Abstract
Diabetic foot ulcers (DFU) are one of the most challenging complications of diabetes. Up to one-third of patients with diabetes mellitus (DM) may suffer from DFUs during their life. DFU is one of the leading causes of morbidity in patients with DM. The treatment period is challenging, and the recurrence rate of DFUs is high. Hence, establishing prevention strategies is the most important point to be emphasized. A multidisciplinary approach is necessary in the prevention and treatment of DFUs. Patients at risk should be identified, and prevention measures should be taken based on the risk category. Once a DFU is formed, the appropriate classification and evidence-based treatment interventions should be executed. Glycemic control, diagnosis and treatment of vascular disease, local wound care, diagnosis, and treatment of infection should be addressed along with the proper evaluation and management of general health status.

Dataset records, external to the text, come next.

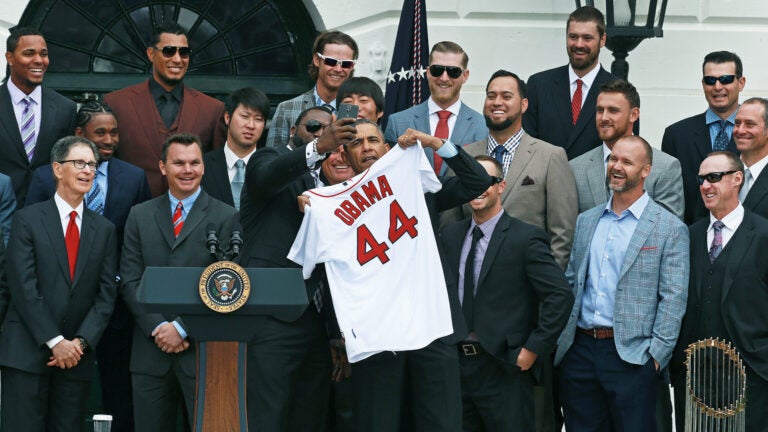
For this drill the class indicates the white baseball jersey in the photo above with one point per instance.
(374, 234)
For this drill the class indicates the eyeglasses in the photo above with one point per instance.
(313, 126)
(332, 62)
(81, 164)
(453, 71)
(713, 177)
(170, 51)
(724, 79)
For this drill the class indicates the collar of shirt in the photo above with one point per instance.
(757, 168)
(320, 102)
(65, 209)
(187, 203)
(636, 209)
(586, 81)
(157, 91)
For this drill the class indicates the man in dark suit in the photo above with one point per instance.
(521, 303)
(442, 115)
(61, 279)
(153, 110)
(728, 291)
(169, 230)
(561, 101)
(751, 136)
(690, 140)
(245, 114)
(32, 117)
(117, 187)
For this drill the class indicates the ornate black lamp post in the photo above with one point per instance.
(624, 34)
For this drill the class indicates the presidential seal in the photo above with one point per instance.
(224, 286)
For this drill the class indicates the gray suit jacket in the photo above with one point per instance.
(469, 127)
(285, 116)
(149, 241)
(652, 289)
(540, 190)
(664, 184)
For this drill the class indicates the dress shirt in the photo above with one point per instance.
(731, 221)
(487, 228)
(433, 118)
(18, 106)
(510, 145)
(606, 256)
(232, 159)
(586, 81)
(713, 122)
(64, 210)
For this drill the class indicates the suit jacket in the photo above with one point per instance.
(7, 207)
(45, 303)
(517, 276)
(469, 127)
(652, 287)
(540, 191)
(688, 140)
(142, 131)
(149, 241)
(663, 184)
(58, 121)
(744, 297)
(285, 116)
(549, 111)
(126, 187)
(216, 178)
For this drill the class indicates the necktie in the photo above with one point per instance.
(717, 241)
(95, 198)
(721, 140)
(747, 184)
(168, 109)
(72, 240)
(27, 129)
(237, 182)
(467, 305)
(576, 102)
(441, 131)
(178, 221)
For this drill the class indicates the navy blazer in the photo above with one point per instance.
(126, 186)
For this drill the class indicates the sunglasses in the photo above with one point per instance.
(170, 51)
(332, 62)
(313, 126)
(453, 71)
(724, 79)
(713, 177)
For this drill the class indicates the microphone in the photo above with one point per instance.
(235, 240)
(212, 241)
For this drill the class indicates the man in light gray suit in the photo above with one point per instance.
(618, 109)
(629, 271)
(442, 115)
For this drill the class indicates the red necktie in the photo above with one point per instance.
(441, 131)
(177, 220)
(576, 102)
(72, 239)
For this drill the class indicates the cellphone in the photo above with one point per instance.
(348, 111)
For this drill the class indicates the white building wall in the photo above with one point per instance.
(526, 36)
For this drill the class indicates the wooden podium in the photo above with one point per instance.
(221, 337)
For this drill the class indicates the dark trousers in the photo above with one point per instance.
(289, 375)
(156, 398)
(601, 392)
(435, 394)
(495, 396)
(42, 402)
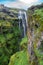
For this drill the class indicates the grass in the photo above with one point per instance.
(19, 58)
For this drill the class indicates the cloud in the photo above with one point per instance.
(29, 1)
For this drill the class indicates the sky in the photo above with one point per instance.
(22, 4)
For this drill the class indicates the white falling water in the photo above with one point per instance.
(22, 15)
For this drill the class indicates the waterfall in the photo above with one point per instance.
(22, 16)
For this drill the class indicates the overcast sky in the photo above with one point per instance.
(22, 4)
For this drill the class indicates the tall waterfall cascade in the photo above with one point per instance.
(22, 22)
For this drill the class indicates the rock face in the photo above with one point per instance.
(9, 14)
(36, 7)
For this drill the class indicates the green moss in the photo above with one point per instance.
(19, 58)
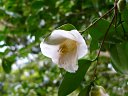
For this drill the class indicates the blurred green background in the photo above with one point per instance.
(24, 71)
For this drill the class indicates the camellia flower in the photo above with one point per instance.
(98, 91)
(64, 48)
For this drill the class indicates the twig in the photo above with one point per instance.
(99, 19)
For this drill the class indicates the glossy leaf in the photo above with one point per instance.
(85, 91)
(6, 65)
(119, 57)
(97, 32)
(71, 81)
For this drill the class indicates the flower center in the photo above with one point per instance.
(67, 46)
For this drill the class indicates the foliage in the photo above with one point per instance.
(24, 71)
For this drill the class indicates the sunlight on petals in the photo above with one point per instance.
(64, 48)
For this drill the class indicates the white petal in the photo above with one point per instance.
(58, 36)
(78, 36)
(82, 50)
(50, 51)
(69, 61)
(82, 47)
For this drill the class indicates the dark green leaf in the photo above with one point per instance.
(97, 32)
(119, 57)
(85, 91)
(125, 15)
(6, 65)
(72, 80)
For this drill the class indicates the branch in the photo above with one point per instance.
(98, 19)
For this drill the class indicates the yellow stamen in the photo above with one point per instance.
(67, 46)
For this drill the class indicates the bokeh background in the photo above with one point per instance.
(24, 71)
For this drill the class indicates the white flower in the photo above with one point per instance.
(64, 48)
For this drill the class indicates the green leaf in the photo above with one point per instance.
(6, 65)
(37, 4)
(85, 91)
(97, 32)
(124, 15)
(119, 57)
(67, 27)
(71, 81)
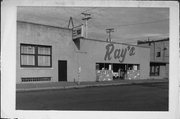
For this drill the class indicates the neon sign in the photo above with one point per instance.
(118, 54)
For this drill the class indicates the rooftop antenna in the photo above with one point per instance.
(108, 31)
(70, 22)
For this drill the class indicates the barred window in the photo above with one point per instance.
(36, 55)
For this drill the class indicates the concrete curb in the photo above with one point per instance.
(82, 86)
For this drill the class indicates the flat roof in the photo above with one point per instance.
(145, 42)
(44, 25)
(96, 40)
(114, 42)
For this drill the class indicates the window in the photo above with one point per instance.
(158, 54)
(35, 56)
(154, 69)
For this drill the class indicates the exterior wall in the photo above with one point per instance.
(62, 49)
(81, 64)
(161, 46)
(94, 52)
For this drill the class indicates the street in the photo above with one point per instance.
(137, 97)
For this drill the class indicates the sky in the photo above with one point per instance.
(130, 23)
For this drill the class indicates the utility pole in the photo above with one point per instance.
(108, 31)
(86, 18)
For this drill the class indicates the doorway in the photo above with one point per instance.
(62, 70)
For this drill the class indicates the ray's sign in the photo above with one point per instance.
(118, 53)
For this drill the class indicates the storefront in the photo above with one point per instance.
(48, 54)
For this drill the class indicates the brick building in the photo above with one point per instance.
(49, 54)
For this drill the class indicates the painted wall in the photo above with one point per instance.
(94, 52)
(81, 63)
(161, 46)
(63, 48)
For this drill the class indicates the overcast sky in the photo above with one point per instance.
(130, 24)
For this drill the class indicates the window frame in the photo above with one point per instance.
(36, 55)
(154, 72)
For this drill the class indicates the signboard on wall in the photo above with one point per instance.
(118, 53)
(78, 32)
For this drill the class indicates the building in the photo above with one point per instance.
(159, 57)
(49, 54)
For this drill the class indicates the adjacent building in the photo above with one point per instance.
(159, 57)
(49, 54)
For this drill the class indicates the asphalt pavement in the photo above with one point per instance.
(136, 97)
(68, 85)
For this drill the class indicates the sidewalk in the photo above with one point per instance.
(68, 85)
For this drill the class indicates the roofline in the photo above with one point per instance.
(144, 42)
(114, 42)
(44, 25)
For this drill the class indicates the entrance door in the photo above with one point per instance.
(62, 70)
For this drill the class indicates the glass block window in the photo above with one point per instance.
(35, 55)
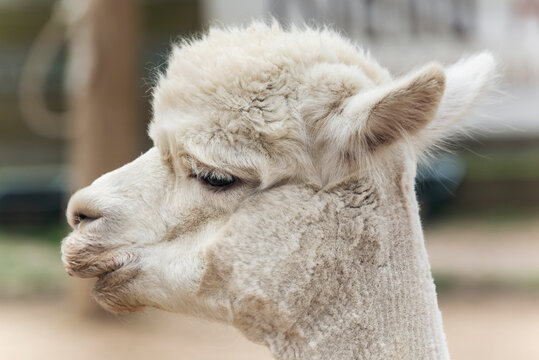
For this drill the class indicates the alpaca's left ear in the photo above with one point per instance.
(376, 118)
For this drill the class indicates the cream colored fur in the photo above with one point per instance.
(316, 250)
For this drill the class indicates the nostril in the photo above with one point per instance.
(83, 208)
(82, 217)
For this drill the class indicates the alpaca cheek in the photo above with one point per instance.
(117, 291)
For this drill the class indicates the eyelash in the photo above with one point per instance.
(215, 180)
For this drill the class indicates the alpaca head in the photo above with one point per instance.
(281, 160)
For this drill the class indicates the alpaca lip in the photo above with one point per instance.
(92, 270)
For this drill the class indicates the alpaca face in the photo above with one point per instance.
(266, 141)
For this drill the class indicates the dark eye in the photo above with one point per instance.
(217, 180)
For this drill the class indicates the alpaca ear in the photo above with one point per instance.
(466, 81)
(379, 117)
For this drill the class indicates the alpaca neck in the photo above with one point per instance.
(396, 318)
(382, 306)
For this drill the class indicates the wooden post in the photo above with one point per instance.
(104, 116)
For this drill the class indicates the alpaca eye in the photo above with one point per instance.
(217, 180)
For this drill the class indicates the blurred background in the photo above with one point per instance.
(75, 80)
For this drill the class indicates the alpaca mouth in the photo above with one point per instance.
(91, 261)
(90, 270)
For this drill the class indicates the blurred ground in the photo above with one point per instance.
(486, 269)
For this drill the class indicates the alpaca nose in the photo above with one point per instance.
(81, 209)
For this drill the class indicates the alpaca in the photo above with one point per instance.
(279, 195)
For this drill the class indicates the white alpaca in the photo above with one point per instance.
(279, 196)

Keywords: Diabetic foot, Diabetic foot ulcer, Amputation, Diabetic foot infection
Core Tip: Diabetes mellitus is a chronic disorder with dramatic complications. Nearly one-third of patients with diabetes may suffer from foot ulcers during their life. A potentially preventable event usually has dramatic results. The prevention and management of diabetic foot ulcers (DFUs) necessitate a multidisciplinary approach. The most important approach is the prevention of the formation of DFU. Prevention measures should be implemented in a timely manner, and adequate treatment interventions should be executed immediately once it is formed.
INTRODUCTION
Diabetes mellitus (DM) is a chronic metabolic disorder that has become a global health problem in the last decades[1]. DM has several complications that affect not only life expectancy but also the quality of life[2,3]. Diabetic foot ulcers (DFU) are one of the most challenging complications of DM. Up to one-third of diabetic patients may suffer from DFUs during their life[4,5]. The global prevalence of DFUs is reported at 6.3%, with DFUs being more common in men than women and in type 2 DM than type 1 DM[6]. The recurrence rate of DFUs is also high. The value reaches 40% within 1 year and 65% within 3 years[4]. Hence, studies should focus on establishing prevention strategies against DFU[4,5].
PATHOPHYSIOLOGY AND PREDISPOSING FACTORS
Peripheral artery disease (PAD) and diabetic neuropathy (DNP) are well-known chronic complications of diabetes[7]. Along with immune dysfunction, PAD and DNP are the main pathophysiological factors that predispose to DFUs[8]. DFUs are associated with DM duration, the presence of DNP, and PAD[9]. DNP is present in 80% of patients with DFUs, and it facilitates ulcer formation by causing decreased pain and pressure sensation. DNP also promotes the formation of anatomic deformities, such as prominent plantar metatarsal heads, hammertoes, Charcot foot, etc.[4,10]. Patients with diabetes should be assessed for DNP periodically after the diagnosis of type 2 DM and after the fifth year of type 1 DM. Pain, burning, and numbness should be questioned. Small fibers (by pinprick test and temperature sensation), large fibers (by vibration perception and 10 g monofilament test), and protective sensation (by 10 g monofilament test) should be tested. The tests predict the risk of complications besides screening the dysfunction[7,11,12].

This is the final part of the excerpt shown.